The official, who spoke on the condition of anonymity, said that the 2016 Ulchi Freedom Guardian (UFG), carried out between Aug. 22 and Sept. 2, and involving a simulated war game pitting Korea-U.S. joint forces against the North Korean military, was run with the Operation Plan (Oplan) 5015, which was first included in the UFG exercise last year.
Oplan 5015 calls for pre-emptive strikes against North Korea’s nuclear and ballistic missiles facilities as well as its top leaders.
“At the early phase of the simulation war game,” said the official, “the two sides had a series of fierce battles. But as time went by, the allied forces were able to strike back and advance towards the north of Pyongyang and eventually annihilated the leadership in the capital.”
During the UFG, Korea and the U.S. militaries ran a simulated war game with the North Korean forces, which produced anticipated casualties on both sides. The specific figures are kept undisclosed.
Another military official said that this year’s simulation game differed from the Key Resolve Exercise held earlier this year, in which the allied forces stopped moving beyond the border city of Kaesong in a simulated drill. By comparison, the 2016 UFG simulation lasted until after the forces took Pyongyang.
Also this year there was a new route taken by the allied forces in order to break into the North, a defense ministry official noted.
In the past, the allied forces usually took the sea route in the Yellow Sea for an amphibious operation to then land in the North, since that route is closer to Pyongyang than a route through the East Sea.
“Using the Yellow Sea route was previously preferred because of its proximity to Pyongyang,” said the official, “But this year we tested the East Sea route to break into the North in an extraordinary manner.”

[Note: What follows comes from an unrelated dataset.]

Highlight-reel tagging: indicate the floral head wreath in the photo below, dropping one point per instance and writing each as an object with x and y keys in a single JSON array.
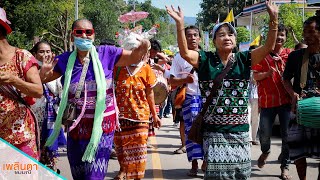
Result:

Experts say if a full-fledged conflict with the North prolongs, then a victory will tilt toward the allied forces. “Though North Korea has been advancing its weapons of mass destruction capabilities in recent years,” said Shin In-kyun, director of the think thank Korea Defense Network, “it cannot afford to maintain a prolonged warfare with the joint Korea-U.S. forces. In an event of such prolonged conflict, the allied forces will prevail.”